Cognition. Probably the hardest for me to talk about. Not only because it is emotional difficult, but because we simply do not know. Without the ability to communicate either verbally or by using alternative communication, we simply do not know what the cognitive delay is for Ava. IF there is one. It was first thought that angels were severely cognitively delayed. But as communication efforts have increased through things like communication apps, devices, and systems like PECS and PODD, we are learning that at least some angels are extremely bright. In fact, most of what I know about Ava has come from other angels, older than her, who are able to effectively communicate. They have taught us so much about the challenges and sadness of AS. I don't know what is going on in my daughter's head. She shows us her sass and personality on a daily basis, exhibits her intelligence and problem solving skills all the time. But I don't know what her favorite color is. I don't know if she likes her new shirt or if her shoes hurt her feet. I don't know if she hates what I feed her or if she would rather have chicken than turkey. I just don't know, and she cannot tell me. We are working on communication for Ava, but for now, her world is one of silence and mine is one of guesswork and hope.

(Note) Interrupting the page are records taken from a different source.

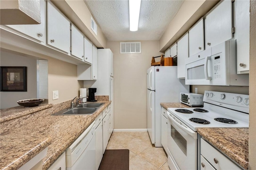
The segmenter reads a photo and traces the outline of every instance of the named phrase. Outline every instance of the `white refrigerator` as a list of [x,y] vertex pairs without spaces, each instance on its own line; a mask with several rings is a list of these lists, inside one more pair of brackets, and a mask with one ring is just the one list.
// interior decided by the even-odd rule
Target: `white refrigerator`
[[185,79],[178,79],[177,66],[152,66],[147,71],[147,123],[151,143],[161,143],[161,103],[179,103],[180,93],[189,92]]

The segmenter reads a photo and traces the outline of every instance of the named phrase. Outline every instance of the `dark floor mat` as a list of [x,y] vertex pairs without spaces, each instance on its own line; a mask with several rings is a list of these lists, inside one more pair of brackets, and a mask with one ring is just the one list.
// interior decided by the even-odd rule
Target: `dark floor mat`
[[129,150],[107,150],[99,170],[129,170]]

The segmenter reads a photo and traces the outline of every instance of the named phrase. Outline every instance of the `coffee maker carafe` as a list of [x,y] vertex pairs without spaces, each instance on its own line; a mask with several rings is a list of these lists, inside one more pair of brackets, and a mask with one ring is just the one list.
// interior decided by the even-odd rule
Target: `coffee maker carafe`
[[89,96],[88,97],[88,101],[97,101],[95,100],[94,93],[96,93],[97,91],[96,88],[89,88]]

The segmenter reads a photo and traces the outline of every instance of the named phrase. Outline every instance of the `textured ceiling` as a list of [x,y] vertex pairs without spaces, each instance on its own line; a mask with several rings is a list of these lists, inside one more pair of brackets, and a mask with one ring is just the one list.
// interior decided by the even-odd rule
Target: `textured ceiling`
[[183,0],[142,0],[138,30],[130,31],[129,1],[85,0],[108,41],[159,40]]

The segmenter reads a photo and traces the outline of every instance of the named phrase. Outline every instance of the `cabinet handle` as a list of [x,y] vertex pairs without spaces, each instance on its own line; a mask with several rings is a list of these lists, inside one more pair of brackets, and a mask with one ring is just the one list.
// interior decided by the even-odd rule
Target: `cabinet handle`
[[39,36],[40,37],[42,37],[43,36],[43,34],[42,34],[42,33],[41,33],[41,32],[39,33],[38,34],[38,36]]
[[204,168],[204,166],[204,166],[204,164],[203,162],[202,162],[202,163],[201,163],[201,165],[202,165],[202,167],[203,167],[203,168]]

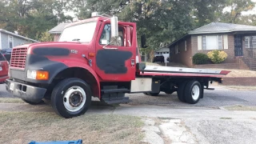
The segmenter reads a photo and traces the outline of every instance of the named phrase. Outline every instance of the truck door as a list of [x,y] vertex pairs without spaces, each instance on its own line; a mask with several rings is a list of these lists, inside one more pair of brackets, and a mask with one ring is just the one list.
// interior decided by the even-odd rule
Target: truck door
[[110,23],[102,22],[96,40],[95,70],[103,81],[135,79],[136,43],[132,41],[134,26],[118,24],[121,42],[113,42]]

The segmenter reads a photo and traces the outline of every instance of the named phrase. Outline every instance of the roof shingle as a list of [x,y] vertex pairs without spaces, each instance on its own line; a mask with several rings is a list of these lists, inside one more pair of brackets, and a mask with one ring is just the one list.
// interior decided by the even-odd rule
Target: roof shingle
[[256,31],[256,26],[233,23],[212,22],[189,32],[189,34],[229,33],[234,31]]

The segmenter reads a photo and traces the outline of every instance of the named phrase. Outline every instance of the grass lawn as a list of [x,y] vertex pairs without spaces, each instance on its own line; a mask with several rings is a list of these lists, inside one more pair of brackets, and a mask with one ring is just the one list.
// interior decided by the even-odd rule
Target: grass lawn
[[0,142],[74,141],[82,143],[142,143],[138,117],[84,114],[66,119],[54,113],[0,111]]

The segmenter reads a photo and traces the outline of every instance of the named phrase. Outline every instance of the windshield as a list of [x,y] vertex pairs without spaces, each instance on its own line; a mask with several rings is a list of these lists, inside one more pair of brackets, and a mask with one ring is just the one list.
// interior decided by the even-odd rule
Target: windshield
[[95,27],[96,22],[67,27],[62,31],[58,41],[90,42],[93,38]]

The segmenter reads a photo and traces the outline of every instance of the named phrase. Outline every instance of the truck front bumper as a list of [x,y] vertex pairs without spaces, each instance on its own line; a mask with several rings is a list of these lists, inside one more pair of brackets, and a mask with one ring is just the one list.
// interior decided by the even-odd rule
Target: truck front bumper
[[14,97],[18,97],[31,102],[39,102],[43,98],[46,92],[46,89],[45,88],[19,83],[10,79],[6,79],[6,89]]

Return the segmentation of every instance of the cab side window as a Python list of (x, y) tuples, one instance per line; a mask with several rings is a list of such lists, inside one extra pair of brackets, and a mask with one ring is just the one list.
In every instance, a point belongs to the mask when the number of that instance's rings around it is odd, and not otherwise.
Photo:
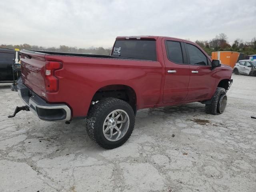
[(166, 41), (165, 42), (167, 56), (170, 60), (176, 63), (183, 63), (180, 42)]
[(186, 44), (186, 51), (188, 53), (190, 64), (193, 65), (207, 65), (207, 58), (206, 56), (196, 46)]

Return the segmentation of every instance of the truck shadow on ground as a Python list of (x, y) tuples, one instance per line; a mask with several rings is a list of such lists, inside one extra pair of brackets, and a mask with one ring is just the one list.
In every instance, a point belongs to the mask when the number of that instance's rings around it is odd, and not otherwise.
[(12, 84), (8, 83), (7, 84), (2, 84), (0, 83), (0, 90), (1, 89), (10, 89), (10, 91), (12, 91), (11, 90), (11, 89), (10, 88), (10, 86)]

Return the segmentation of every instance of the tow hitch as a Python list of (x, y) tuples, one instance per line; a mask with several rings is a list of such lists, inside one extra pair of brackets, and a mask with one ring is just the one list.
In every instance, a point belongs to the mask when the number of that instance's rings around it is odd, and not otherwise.
[(26, 105), (24, 105), (24, 106), (22, 106), (21, 107), (19, 107), (18, 106), (16, 107), (16, 108), (15, 109), (15, 110), (14, 111), (14, 112), (13, 113), (13, 114), (12, 115), (9, 115), (8, 116), (9, 118), (11, 117), (14, 117), (15, 116), (15, 115), (20, 112), (20, 111), (24, 110), (26, 111), (29, 111), (29, 108)]

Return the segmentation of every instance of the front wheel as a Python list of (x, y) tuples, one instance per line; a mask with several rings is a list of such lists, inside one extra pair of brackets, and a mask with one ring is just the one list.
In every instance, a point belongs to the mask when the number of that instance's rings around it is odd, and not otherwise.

Ava has eight prescription medications and three over the counter medications that she takes daily, most 2 times per day. And that is when she is totally "healthy."

So that is a snapshot of Ava. A snapshot of our lives. So I ask you... if this were your child, your life, would YOU want a cure?! Of course you would. So I ask you all to do me a favor. Today is International Angelman Syndrome Day. And I ask that you please post about Ava and Angelman Syndrome on your social media sites using the hashtag #cureangelman. We are desperately close to an effective treatment- basically a cure- that all that is standing in our way is funding. Please help us raise awareness and funds for our children. Help give Ava a voice.

Thank you.


Larisa Rodriguez said...

Great blog! My daughter also has Angelman Syndrome, she is 22.

Larisa Rodriguez said...

Great blog! My daughter also has Angelman Syndrome, she is 22.